Mahşer yeri dedikleri bu olsa diye düşünüyordu yanan fabrikaya bakarken. Savaşın tüm etkileri acımasızca yaşanıyordu artık. Fabrikanın durumunu artık bir kenara bırakıp doğrudan sığınağa gitmek gerekti. Eşiyle birlikte öyle yaptılar. Kardeşi kadar olmasa da kendi de koyu bir Nazi Partisi sempatizanıydı. Müttefiklerin bu saldırıları nedeniyle köpürmüş söyleniyordu. “Kahrolasıcalar yine geldiler!” sesli söylemişti bu cümleyi.
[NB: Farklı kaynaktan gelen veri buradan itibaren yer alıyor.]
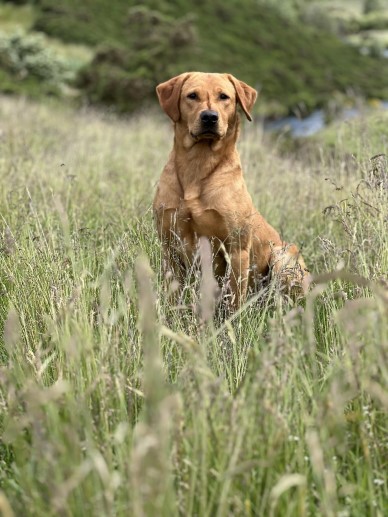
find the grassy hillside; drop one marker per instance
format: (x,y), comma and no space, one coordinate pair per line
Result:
(295,66)
(115,401)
Tam da o esnada kardeşi ve eşinin de kendilerinin yanına geldiklerinden bihaberdi. Ama artık olan olmuş, kardeşi ve kardeşinin eşi de bu cümleyi duymuşlardı. Araları zaten gergindi, ortaklaşa bir ayakkabı işine girmişlerdi. Yanlış hatırlamıyorsa sene 1924’tü, küçücük bir yerde annelerinin çamaşırhanesinde derme çatma bir ortamda işe başlamışlardı. Yıllar geçtikçe işleri çok iyi ama aynı oranda araları da kötüye gidiyordu. Ona göre talih kuşu 1936 senesinde Berlin Olimpiyatları için Jesse Owens’a koşu ayakkabısı vermesiyle gülmüştü. İnanılmaz büyümüş ve ayakkabıları birçok yere satılmaya başlamıştı. Ama dedik ya, kardeşiyle arası da bir o kadar bozulmaya başlamıştı. Aileyle iş yapılmaz diyordu çoğu zaman içinden. Hele ki evlenipte eşler devreye girince işin içinden çıkılmaz hal almıştı. Ve işte şimdi bu sığınakta bomba düşen fabrikalarını bir yana bırakıp az önce sarf ettiği o cümle için aralarında soğuk, soğuk da ne kelime buz gibi bir hava dolaşıyordu. 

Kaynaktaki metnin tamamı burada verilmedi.